Have you seen or used any of these tactics recently?

 

What I learned about negotiation from Keith Murnighan (1948-2016)

On Friday, the world lost a legend. While that statement certainly applies to Muhammad Ali, I don’t mean Ali. I mean an academic legend, Keith Murnighan: my advisor, colleague, and friend—and a man beloved by all who knew him.

Nothing I write could sufficiently honor Keith’s life or fill the hole left by his passing. But in the spirit of my postings on negotiation, and as one small way of honoring his memory, I thought I’d describe the top five things he taught me about negotiation—not through his research but from the way he lived his life. I primarily write to offer a glimpse into the incredible person that Keith was and the incredible way he comported himself. If his approach also offers a few insights into negotiation, so much the better:

  1. Trust more rather than less: In a world brimming with distrust, Keith was a countervailing force. He believed that assuming the best about others was not only benevolent but wise, as it could produce a self-fulfilling prophecy. Thus, he often entrusted his students with the most important responsibilities on a research project, not because he wanted to lighten his own load but because he wanted to bring out our best. And usually he did. Keith understood the negotiation principle that people who err on the side of trust tend to create more value for everyone.
  2. Set the highest aspirations: Academia is a tough slog. Sometimes—maybe most times—nothing goes right. Experiments flop, p-values aren’t quite significant, caustic rejections pile up. In the face of such pressures, the temptation—especially as PhD students—was to view our own abilities and ideas in increasingly negative terms, settling for academic mediocrity. Anathema to Keith: he insisted that he and his students set the highest possible bar. And grasping for that bar was the only thing that prevented us from falling off of it. Keith understood the negotiation principle that people who lose sight of the stars are forced to settle for the floor.
  3. Negotiate widely: I’ve never met someone who could collaborate so effectively with so many people, including at least one Nobel laureate. He knew that the most successful people don’t bury themselves in a hole or a small social circle. They collaborate far and wide. Keith understood the negotiation principle that those who collaborate broadly create new and unimagined possibilities.
  4. Be giving: In academic circles, Keith’s open-door policy is nothing short of legendary. Even when a quick glimpse of his inbox revealed unread messages as far as the eye could see, he always had time for YOU—and by you, I mean anybody. And his generosity was lost on no one. Every day, people wanted to collaborate with him. Every year, students lined up to work with him. When he got sick, so many people asked him for updates that he had to create a blog to keep up with the questions—and he was not exactly the blogging type. Keith understood the negotiation principle that people who act generously spark a cycle of reciprocity.
  5. There’s no justification for bad behavior: When revising a paper, I once asked Keith how we should respond to a reviewer who questioned whether deception was unethical. “We just tell them it is,” he said. When asked what principle of human behavior most surprised him, he once said: “That people can justify anything.” The two responses are related: By no means a moral absolutist, Keith was unafraid of admitting that there are moral absolutes—and that we all know what they are, except when we just violated them ourselves. Keith understood the negotiation principle that nothing is worth the price of your conscience, even if it seems so at the time.

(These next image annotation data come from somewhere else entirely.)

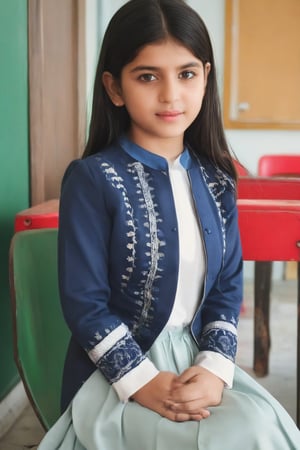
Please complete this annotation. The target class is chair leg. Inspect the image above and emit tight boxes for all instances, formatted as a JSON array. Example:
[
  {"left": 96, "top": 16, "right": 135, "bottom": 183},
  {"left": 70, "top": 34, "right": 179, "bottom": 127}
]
[
  {"left": 296, "top": 261, "right": 300, "bottom": 428},
  {"left": 253, "top": 261, "right": 272, "bottom": 377}
]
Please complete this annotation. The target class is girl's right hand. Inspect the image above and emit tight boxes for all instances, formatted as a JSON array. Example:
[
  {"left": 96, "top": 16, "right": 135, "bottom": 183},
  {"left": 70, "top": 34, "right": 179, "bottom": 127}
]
[{"left": 131, "top": 372, "right": 209, "bottom": 422}]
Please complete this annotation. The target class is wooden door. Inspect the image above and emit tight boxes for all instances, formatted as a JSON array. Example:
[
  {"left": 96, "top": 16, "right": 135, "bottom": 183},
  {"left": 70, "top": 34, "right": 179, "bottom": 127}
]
[
  {"left": 28, "top": 0, "right": 86, "bottom": 205},
  {"left": 224, "top": 0, "right": 300, "bottom": 129}
]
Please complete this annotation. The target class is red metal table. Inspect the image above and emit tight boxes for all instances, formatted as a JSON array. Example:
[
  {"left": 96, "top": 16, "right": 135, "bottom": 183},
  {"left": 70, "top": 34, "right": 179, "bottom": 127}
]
[{"left": 15, "top": 196, "right": 300, "bottom": 427}]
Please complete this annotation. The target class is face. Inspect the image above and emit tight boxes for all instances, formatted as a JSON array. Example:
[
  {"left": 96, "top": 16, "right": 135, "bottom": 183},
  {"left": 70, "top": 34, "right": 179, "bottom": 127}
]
[{"left": 103, "top": 39, "right": 210, "bottom": 159}]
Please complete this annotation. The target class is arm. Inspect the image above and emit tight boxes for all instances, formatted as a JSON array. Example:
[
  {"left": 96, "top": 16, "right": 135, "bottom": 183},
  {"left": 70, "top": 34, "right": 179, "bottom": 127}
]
[
  {"left": 59, "top": 161, "right": 158, "bottom": 400},
  {"left": 170, "top": 193, "right": 242, "bottom": 412}
]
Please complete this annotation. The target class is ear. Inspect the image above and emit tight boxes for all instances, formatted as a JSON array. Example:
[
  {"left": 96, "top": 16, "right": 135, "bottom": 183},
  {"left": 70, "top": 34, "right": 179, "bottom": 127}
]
[
  {"left": 204, "top": 63, "right": 211, "bottom": 88},
  {"left": 102, "top": 72, "right": 124, "bottom": 106}
]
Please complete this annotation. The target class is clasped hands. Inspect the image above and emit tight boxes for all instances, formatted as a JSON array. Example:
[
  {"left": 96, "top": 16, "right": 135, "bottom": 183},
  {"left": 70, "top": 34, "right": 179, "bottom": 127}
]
[{"left": 132, "top": 366, "right": 224, "bottom": 422}]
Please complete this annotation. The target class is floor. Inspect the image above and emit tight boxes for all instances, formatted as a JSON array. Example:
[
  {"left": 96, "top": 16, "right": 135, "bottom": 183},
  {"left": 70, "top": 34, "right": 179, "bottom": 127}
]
[{"left": 0, "top": 280, "right": 297, "bottom": 450}]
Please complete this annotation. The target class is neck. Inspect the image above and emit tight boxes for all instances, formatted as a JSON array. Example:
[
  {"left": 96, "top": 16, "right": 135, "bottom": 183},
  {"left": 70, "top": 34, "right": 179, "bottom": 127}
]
[{"left": 128, "top": 133, "right": 184, "bottom": 161}]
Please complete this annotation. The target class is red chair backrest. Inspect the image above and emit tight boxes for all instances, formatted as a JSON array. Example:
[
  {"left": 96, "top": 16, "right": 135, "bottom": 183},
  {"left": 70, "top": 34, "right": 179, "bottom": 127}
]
[{"left": 258, "top": 154, "right": 300, "bottom": 177}]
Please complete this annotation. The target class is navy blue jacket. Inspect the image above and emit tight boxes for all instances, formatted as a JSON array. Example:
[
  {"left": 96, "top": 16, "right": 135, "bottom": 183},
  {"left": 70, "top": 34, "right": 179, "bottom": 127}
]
[{"left": 59, "top": 138, "right": 242, "bottom": 401}]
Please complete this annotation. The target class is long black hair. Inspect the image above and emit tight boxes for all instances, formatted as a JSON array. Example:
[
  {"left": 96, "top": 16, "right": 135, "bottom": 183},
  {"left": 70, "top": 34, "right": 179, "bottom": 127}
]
[{"left": 83, "top": 0, "right": 236, "bottom": 179}]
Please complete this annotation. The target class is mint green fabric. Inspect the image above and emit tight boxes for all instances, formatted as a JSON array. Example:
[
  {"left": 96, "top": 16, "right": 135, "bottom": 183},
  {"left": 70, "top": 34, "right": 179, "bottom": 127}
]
[{"left": 38, "top": 330, "right": 300, "bottom": 450}]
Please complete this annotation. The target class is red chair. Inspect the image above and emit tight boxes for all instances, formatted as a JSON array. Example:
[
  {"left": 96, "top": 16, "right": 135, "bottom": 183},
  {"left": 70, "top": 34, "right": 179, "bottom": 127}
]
[
  {"left": 15, "top": 192, "right": 300, "bottom": 427},
  {"left": 258, "top": 154, "right": 300, "bottom": 177},
  {"left": 238, "top": 199, "right": 300, "bottom": 427},
  {"left": 254, "top": 154, "right": 300, "bottom": 376}
]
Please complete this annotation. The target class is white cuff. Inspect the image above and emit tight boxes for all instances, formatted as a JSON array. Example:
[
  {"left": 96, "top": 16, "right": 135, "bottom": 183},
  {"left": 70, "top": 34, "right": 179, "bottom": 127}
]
[
  {"left": 112, "top": 358, "right": 159, "bottom": 402},
  {"left": 195, "top": 351, "right": 235, "bottom": 389}
]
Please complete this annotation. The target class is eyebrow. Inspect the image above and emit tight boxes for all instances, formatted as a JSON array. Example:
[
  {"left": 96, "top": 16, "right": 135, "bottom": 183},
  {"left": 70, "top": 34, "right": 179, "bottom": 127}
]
[{"left": 130, "top": 61, "right": 201, "bottom": 73}]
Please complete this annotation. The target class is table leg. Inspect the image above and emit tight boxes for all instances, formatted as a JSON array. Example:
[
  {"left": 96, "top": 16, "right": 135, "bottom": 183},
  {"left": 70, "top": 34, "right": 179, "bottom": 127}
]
[
  {"left": 296, "top": 261, "right": 300, "bottom": 428},
  {"left": 253, "top": 261, "right": 272, "bottom": 377}
]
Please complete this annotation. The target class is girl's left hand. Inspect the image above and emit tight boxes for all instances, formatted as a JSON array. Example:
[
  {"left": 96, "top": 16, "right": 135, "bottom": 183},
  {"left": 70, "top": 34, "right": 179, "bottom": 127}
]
[{"left": 168, "top": 366, "right": 224, "bottom": 414}]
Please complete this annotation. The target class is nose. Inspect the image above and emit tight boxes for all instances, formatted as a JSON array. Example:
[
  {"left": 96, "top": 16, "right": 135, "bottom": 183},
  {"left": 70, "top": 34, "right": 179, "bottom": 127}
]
[{"left": 159, "top": 78, "right": 179, "bottom": 103}]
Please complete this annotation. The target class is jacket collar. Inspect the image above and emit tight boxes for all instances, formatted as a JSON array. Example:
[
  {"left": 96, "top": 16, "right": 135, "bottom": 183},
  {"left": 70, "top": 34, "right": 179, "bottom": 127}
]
[{"left": 119, "top": 136, "right": 195, "bottom": 170}]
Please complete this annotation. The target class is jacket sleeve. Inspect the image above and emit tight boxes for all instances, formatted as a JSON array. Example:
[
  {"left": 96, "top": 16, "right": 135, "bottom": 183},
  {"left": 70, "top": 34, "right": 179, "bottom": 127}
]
[
  {"left": 58, "top": 160, "right": 157, "bottom": 399},
  {"left": 199, "top": 185, "right": 243, "bottom": 363}
]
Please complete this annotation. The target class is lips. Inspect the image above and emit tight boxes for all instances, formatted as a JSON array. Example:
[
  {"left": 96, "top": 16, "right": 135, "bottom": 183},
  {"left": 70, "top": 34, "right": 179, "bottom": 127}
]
[{"left": 157, "top": 111, "right": 182, "bottom": 117}]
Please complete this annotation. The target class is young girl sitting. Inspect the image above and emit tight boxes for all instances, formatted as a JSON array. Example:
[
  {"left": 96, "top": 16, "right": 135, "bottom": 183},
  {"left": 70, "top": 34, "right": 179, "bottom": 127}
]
[{"left": 39, "top": 0, "right": 300, "bottom": 450}]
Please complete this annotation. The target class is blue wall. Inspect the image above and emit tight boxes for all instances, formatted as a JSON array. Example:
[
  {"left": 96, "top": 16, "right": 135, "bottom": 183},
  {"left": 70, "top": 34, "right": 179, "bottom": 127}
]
[{"left": 0, "top": 0, "right": 29, "bottom": 400}]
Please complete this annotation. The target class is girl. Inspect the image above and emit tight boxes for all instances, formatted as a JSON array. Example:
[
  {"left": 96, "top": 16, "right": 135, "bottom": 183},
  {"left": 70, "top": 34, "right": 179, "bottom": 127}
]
[{"left": 39, "top": 0, "right": 300, "bottom": 450}]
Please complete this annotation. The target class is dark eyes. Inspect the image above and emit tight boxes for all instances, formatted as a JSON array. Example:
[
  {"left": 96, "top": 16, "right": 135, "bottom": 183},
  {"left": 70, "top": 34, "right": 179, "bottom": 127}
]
[
  {"left": 179, "top": 70, "right": 196, "bottom": 80},
  {"left": 139, "top": 70, "right": 196, "bottom": 83}
]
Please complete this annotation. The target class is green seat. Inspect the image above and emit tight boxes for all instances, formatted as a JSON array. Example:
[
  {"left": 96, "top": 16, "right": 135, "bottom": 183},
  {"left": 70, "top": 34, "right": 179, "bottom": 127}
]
[{"left": 10, "top": 229, "right": 70, "bottom": 429}]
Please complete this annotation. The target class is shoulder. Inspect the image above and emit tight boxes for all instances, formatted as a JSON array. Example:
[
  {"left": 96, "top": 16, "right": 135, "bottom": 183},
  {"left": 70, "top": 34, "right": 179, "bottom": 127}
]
[
  {"left": 62, "top": 145, "right": 124, "bottom": 187},
  {"left": 199, "top": 157, "right": 236, "bottom": 214}
]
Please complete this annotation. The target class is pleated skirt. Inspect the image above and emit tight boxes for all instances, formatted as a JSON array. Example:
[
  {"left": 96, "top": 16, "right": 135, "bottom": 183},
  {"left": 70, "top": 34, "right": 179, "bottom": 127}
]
[{"left": 38, "top": 329, "right": 300, "bottom": 450}]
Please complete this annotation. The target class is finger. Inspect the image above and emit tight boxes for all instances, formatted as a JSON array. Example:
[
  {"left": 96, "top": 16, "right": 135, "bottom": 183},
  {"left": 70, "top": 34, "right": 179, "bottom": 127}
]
[
  {"left": 164, "top": 410, "right": 210, "bottom": 422},
  {"left": 177, "top": 366, "right": 200, "bottom": 384},
  {"left": 170, "top": 401, "right": 210, "bottom": 416},
  {"left": 170, "top": 383, "right": 202, "bottom": 403}
]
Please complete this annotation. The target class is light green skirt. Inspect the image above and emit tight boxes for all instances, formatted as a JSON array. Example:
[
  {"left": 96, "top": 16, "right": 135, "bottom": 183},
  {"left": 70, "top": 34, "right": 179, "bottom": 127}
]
[{"left": 38, "top": 330, "right": 300, "bottom": 450}]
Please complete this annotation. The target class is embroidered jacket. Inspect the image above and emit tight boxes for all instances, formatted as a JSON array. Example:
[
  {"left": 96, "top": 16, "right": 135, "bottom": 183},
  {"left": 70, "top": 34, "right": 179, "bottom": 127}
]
[{"left": 59, "top": 138, "right": 242, "bottom": 398}]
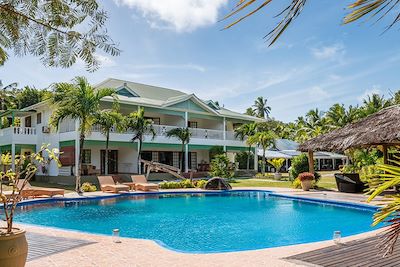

This is only the tip of the iceberg. Keith taught me so much more, about negotiation and otherwise. But hopefully it offers a flavor of the amazing person he was—and will remain in our memories.

Keith, we miss you. You made life more negotiable while you were here. And it will certainly be less negotiable now that you’re gone. But we’ll try our best to negotiate life’s challenges without you, as you surely would’ve wanted.